Analysis of Gordon Hayward’s free agent contract with the Hornets
Woj also reported that the Hornets will waive Nic Batum to create cap space in order to sign Hayward.
So long, Boston
Things just never quite worked out for Hayward in Boston.
His tenure as a Celtic was doomed from the get-go as his debut in green was marred by a gruesome lower leg injury. Hayward would go on to be absent for the entirety of the 2017-18 season, missing out on valuable playing time with his new team and learning a new system.
Furthermore, Hayward would also have to overcome the mental challenges that arise when suffering such a grisly injury.
Over his three seasons in Boston, Hayward averaged 13.9 points, 3.6 assists and 5.4 rebounds per game. Moreover, the forward averaged a FG% of 48%, a 3P% of 35.7% and a FT% of 84%. Thus, Hayward was a far cry from the 50/40/90 guy Boston hoped they were signing in the summer of 2017. Hayward still remained a valuable asset. However, after the injury, Hayward seemed less aggressive, more tentative and, at times, a shadow of his former self.
What made matters worse for Hayward is that he could never truly carve out a role under Celtics’ head coach Brad Stevens. The emergence of Jaylen Brown and Jayson Tatum made Hayward feel surplus to requirements at times. He was never big and physical enough to play the four-spot, and not better than Tatum to reclaim the small forward position.
There were sparks of the old Hayward here and there. At times, he would drop 27 points against the Thunder, as he did prior to the suspension of the league back in March. Thus, there are still remnants of the player that Boston signed in the summer of 2017. And if Hayward were to put up big numbers on a bad Hornets team, no one would be surprised. Hayward could even become a certified All-Star in Charlotte.
Whatever the case, Hayward’s time in Boston will go down as a disappointment. Marred by injury and passive performances, Hayward’s time as a Celtic will join the NBA‘s long list of ‘what ifs’.
The fit in Charlotte
With this signing, the Michael Jordan owned Hornets are in contention to become the cliched off-season ‘sneakily good’ team. Forward Miles Bridges and big-man P.J. Washington are two solid young players and the selection of LaMelo Ball in the 2020 draft adds a bit of flair and creativity to the mix in Charlotte.
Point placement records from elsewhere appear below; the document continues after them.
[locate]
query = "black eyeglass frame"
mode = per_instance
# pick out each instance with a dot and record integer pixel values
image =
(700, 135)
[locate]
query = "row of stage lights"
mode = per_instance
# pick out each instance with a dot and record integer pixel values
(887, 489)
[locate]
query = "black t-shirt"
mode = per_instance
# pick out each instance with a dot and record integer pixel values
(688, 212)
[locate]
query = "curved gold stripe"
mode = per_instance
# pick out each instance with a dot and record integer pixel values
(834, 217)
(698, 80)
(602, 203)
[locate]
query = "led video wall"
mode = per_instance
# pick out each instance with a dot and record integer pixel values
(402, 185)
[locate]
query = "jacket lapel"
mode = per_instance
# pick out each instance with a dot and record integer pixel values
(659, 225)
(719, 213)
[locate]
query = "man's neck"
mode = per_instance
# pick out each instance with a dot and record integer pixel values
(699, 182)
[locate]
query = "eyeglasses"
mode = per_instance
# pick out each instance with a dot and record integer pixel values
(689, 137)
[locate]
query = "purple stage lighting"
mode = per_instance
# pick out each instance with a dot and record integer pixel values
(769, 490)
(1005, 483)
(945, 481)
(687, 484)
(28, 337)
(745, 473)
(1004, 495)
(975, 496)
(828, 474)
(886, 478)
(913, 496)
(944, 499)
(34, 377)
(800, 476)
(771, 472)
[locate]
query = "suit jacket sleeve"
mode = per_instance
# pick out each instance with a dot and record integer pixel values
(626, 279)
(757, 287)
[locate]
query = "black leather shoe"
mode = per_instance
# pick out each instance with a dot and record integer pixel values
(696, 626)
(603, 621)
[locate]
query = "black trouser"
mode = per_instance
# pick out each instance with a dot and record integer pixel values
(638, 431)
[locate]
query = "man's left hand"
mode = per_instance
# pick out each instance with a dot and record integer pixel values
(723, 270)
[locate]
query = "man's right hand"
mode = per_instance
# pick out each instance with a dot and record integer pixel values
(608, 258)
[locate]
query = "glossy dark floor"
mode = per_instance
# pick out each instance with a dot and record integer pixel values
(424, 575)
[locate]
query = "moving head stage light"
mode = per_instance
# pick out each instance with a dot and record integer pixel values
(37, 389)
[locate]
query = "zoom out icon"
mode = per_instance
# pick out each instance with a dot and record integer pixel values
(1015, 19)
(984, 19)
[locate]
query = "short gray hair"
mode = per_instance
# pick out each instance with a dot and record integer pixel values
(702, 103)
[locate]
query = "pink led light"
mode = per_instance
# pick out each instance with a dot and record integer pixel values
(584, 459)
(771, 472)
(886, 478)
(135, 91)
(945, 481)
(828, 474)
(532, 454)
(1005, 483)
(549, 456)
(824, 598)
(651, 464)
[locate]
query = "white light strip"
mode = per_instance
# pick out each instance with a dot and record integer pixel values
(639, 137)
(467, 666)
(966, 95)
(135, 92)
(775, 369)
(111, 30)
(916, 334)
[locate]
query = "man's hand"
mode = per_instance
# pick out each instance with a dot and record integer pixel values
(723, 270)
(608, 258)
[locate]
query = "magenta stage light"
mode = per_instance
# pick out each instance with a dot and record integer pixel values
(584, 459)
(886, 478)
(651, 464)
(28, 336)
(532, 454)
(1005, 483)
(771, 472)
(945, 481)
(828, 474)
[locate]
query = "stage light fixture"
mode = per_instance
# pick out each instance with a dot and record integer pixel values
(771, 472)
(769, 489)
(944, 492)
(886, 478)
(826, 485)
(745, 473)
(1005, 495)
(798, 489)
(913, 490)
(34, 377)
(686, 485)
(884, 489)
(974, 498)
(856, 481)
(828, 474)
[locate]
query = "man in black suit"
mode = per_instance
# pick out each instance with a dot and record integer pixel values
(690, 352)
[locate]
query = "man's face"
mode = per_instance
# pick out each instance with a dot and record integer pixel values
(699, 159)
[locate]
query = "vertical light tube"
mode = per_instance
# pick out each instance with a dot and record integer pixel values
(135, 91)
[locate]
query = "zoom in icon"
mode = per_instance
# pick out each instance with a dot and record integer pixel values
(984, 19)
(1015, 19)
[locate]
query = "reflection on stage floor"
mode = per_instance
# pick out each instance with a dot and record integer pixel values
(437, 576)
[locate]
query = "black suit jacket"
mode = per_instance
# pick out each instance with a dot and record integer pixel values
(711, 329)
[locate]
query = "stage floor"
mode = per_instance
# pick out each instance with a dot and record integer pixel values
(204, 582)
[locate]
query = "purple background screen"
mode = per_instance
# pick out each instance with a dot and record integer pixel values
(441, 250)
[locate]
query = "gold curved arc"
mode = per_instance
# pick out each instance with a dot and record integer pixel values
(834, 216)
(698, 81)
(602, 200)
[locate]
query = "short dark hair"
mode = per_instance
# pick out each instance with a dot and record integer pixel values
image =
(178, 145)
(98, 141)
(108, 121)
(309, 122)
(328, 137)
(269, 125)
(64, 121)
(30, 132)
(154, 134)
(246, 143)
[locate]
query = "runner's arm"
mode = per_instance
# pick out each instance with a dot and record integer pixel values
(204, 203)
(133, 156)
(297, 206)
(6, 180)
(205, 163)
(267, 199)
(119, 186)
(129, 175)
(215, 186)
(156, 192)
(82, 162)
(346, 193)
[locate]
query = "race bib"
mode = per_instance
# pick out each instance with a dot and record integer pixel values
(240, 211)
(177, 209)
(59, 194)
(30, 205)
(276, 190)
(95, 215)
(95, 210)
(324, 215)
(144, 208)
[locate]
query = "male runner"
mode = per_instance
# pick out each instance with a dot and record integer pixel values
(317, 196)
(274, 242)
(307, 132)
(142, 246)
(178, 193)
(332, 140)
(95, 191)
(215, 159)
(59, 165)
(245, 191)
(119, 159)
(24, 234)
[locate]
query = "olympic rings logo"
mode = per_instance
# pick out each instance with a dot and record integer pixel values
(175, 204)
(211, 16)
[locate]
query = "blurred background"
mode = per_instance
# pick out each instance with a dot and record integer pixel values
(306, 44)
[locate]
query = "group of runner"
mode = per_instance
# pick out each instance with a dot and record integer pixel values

An expected starting five of Terry Rozier, Malik Monk, Hayward, Bridges and Washington is enough to make some noise in the East. The Hornets did finish the (shortened) 2020 season with a record of 23-42.
However, down the stretch, the Hornets strung together a few impressive wins; including a 109-98 win against the Heat in Miami. If the Hornets are in contention for the 8th seed come March, similar to how New Orleans finished last season, then few would be surprised.
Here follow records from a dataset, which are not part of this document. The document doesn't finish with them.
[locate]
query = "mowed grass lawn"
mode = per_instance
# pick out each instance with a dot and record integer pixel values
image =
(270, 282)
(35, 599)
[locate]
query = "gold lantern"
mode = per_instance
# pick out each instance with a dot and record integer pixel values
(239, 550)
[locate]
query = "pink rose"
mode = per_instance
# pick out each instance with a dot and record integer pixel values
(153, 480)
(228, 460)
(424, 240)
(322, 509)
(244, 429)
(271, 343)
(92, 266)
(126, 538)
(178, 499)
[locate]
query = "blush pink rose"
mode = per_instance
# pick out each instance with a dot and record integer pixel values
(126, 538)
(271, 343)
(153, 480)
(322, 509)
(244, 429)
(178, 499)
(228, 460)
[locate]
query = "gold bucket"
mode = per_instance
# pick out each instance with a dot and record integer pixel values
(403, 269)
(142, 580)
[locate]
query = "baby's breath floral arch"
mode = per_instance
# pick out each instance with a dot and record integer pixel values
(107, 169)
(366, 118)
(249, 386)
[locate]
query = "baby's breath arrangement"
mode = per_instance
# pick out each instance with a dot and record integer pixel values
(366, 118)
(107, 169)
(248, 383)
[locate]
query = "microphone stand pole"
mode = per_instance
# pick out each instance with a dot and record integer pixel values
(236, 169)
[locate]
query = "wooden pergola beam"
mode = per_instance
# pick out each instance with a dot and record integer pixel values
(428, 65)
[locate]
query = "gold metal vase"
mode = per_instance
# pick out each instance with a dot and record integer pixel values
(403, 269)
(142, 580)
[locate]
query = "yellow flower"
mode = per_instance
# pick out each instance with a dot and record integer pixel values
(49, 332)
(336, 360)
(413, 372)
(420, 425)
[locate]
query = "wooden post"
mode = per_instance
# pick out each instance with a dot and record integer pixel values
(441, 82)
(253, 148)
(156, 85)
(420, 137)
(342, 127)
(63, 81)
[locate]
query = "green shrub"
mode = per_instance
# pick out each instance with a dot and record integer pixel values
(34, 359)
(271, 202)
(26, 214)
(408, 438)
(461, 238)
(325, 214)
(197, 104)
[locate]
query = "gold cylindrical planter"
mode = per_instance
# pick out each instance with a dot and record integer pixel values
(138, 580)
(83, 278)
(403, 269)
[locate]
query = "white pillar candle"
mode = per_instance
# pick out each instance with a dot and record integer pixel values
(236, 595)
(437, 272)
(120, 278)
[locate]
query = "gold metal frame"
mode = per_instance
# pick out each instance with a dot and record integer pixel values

Off the court, Hayward can act as a mentor and a veteran presence. Especially to Miles Bridges, who averaged 13.0 points his sophomore season. On a young, talented roster as the one in Charlotte, it’s important to have a veteran presence on the court and in the locker room. Hayward, by all accounts, can fulfil that role comfortably.
Hayward’s Hornets contract
If you’re Michael Jordan, having Gordon Hayward, or a Gordon Hayward type of talent, on a young, budding team is not a bad idea in theory. Hayward has the ability as well as the experience to take meaningful, high-pressure shots and can be the face of a team looking for an identity. Hayward will allow Miles Bridges to develop and flourish away from the spotlight and act as a great leadership presence within the organisation.
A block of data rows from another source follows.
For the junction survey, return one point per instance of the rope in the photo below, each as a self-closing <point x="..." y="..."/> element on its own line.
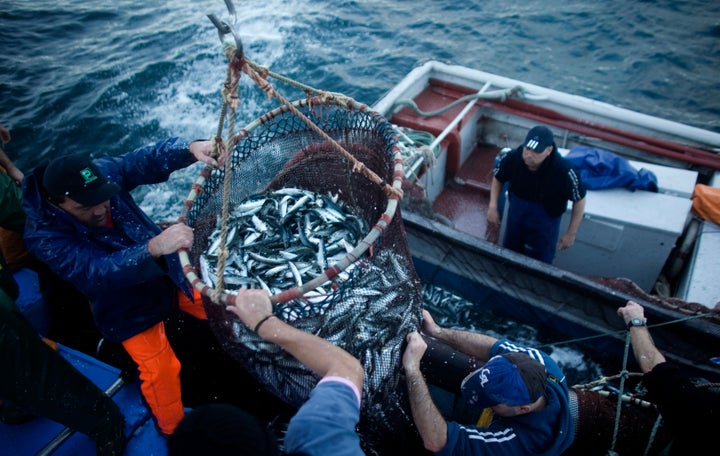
<point x="252" y="70"/>
<point x="231" y="100"/>
<point x="611" y="333"/>
<point x="501" y="95"/>
<point x="618" y="410"/>
<point x="653" y="433"/>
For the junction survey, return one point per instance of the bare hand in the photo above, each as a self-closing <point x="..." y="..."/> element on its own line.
<point x="414" y="351"/>
<point x="429" y="326"/>
<point x="630" y="311"/>
<point x="566" y="241"/>
<point x="202" y="151"/>
<point x="174" y="238"/>
<point x="251" y="306"/>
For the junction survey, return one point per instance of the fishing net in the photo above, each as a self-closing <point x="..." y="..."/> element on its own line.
<point x="369" y="300"/>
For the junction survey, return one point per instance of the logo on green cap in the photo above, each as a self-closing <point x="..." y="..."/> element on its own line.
<point x="87" y="175"/>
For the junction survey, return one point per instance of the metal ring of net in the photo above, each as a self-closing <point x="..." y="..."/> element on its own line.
<point x="375" y="305"/>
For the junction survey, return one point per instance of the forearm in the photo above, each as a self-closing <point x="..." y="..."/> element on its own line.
<point x="319" y="355"/>
<point x="430" y="423"/>
<point x="646" y="354"/>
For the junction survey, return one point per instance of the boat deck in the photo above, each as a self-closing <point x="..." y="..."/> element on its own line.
<point x="464" y="201"/>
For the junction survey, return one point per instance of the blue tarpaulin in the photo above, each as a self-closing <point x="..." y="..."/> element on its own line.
<point x="601" y="168"/>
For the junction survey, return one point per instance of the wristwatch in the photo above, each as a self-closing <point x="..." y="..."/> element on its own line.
<point x="637" y="322"/>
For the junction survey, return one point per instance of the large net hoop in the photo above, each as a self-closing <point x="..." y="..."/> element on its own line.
<point x="371" y="297"/>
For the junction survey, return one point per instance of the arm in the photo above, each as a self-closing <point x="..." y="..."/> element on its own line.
<point x="493" y="215"/>
<point x="646" y="354"/>
<point x="428" y="419"/>
<point x="472" y="344"/>
<point x="319" y="355"/>
<point x="568" y="239"/>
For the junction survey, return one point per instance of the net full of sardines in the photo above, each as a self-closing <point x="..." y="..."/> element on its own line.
<point x="305" y="207"/>
<point x="283" y="239"/>
<point x="307" y="190"/>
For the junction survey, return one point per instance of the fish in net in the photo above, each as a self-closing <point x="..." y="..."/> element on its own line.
<point x="366" y="303"/>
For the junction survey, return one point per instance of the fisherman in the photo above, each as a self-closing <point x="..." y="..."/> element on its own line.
<point x="36" y="380"/>
<point x="523" y="392"/>
<point x="691" y="410"/>
<point x="84" y="223"/>
<point x="324" y="424"/>
<point x="541" y="182"/>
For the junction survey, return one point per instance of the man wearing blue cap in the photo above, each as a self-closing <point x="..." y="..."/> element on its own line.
<point x="524" y="388"/>
<point x="541" y="182"/>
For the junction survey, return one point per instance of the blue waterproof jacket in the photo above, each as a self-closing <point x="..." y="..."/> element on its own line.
<point x="129" y="291"/>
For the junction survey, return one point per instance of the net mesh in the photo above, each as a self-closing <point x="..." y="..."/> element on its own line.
<point x="377" y="302"/>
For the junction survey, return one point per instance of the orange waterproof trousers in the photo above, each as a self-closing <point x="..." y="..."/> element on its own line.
<point x="159" y="368"/>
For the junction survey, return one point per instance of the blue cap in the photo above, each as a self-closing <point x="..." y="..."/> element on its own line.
<point x="510" y="378"/>
<point x="539" y="138"/>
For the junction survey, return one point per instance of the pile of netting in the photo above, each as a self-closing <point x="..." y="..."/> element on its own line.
<point x="366" y="303"/>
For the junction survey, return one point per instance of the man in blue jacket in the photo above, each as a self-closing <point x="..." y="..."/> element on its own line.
<point x="523" y="389"/>
<point x="83" y="222"/>
<point x="35" y="379"/>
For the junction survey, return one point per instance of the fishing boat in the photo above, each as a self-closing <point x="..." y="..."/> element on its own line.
<point x="448" y="170"/>
<point x="642" y="245"/>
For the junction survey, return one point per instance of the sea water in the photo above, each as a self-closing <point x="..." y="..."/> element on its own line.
<point x="102" y="78"/>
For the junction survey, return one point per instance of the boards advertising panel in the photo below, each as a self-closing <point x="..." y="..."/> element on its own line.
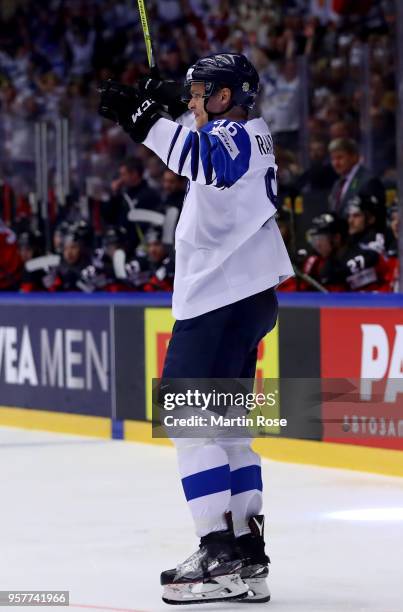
<point x="362" y="376"/>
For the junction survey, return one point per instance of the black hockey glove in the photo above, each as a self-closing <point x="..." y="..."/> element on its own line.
<point x="127" y="106"/>
<point x="167" y="93"/>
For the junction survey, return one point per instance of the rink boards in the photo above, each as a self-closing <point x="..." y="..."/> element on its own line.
<point x="84" y="364"/>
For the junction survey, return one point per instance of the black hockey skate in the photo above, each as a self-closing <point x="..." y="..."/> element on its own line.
<point x="211" y="574"/>
<point x="255" y="561"/>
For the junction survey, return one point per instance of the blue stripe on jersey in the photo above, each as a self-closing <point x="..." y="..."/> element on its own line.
<point x="194" y="160"/>
<point x="185" y="151"/>
<point x="207" y="482"/>
<point x="248" y="478"/>
<point x="205" y="154"/>
<point x="174" y="139"/>
<point x="230" y="151"/>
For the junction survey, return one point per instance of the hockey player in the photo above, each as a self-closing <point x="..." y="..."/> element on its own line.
<point x="341" y="262"/>
<point x="102" y="273"/>
<point x="229" y="258"/>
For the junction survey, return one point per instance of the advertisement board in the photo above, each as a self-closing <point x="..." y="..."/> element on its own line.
<point x="362" y="376"/>
<point x="158" y="324"/>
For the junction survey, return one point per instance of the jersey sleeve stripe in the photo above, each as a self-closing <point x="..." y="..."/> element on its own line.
<point x="194" y="161"/>
<point x="185" y="152"/>
<point x="174" y="139"/>
<point x="205" y="153"/>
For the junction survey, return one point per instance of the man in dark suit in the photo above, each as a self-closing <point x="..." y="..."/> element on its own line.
<point x="353" y="176"/>
<point x="133" y="205"/>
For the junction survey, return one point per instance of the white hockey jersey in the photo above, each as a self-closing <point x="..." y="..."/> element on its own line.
<point x="227" y="242"/>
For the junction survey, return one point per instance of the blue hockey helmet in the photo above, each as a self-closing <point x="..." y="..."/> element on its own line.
<point x="232" y="70"/>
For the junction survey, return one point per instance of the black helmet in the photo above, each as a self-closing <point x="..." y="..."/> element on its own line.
<point x="369" y="204"/>
<point x="364" y="203"/>
<point x="114" y="235"/>
<point x="329" y="224"/>
<point x="232" y="70"/>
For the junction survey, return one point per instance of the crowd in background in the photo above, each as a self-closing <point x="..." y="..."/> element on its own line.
<point x="328" y="93"/>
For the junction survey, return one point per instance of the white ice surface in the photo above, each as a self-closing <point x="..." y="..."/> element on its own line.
<point x="103" y="518"/>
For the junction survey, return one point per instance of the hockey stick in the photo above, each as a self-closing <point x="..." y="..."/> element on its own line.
<point x="155" y="73"/>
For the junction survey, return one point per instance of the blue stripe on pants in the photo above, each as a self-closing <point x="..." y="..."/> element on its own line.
<point x="248" y="478"/>
<point x="207" y="482"/>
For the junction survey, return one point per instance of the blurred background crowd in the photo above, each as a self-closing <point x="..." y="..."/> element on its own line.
<point x="328" y="93"/>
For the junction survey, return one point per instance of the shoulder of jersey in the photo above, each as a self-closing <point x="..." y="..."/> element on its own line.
<point x="230" y="134"/>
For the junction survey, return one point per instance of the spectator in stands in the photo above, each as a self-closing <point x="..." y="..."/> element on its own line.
<point x="353" y="176"/>
<point x="106" y="272"/>
<point x="320" y="176"/>
<point x="10" y="260"/>
<point x="392" y="248"/>
<point x="133" y="205"/>
<point x="153" y="270"/>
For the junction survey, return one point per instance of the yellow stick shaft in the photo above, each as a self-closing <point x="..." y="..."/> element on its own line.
<point x="146" y="32"/>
However, spending that much money ($30 million a year over four years) on a non-superstar is the type of move that has lowered the ceiling for the Hornets in the past. By forking out this kind of cash for sub-par talent, you end up with a bloated wage bill being consumed by non-contributors.
The Hornets are already paying Terry Rozier $58 million over three years.
With that in mind, a fresh start on a team where he will be ‘the guy’ may be just what Gordon Hayward needs.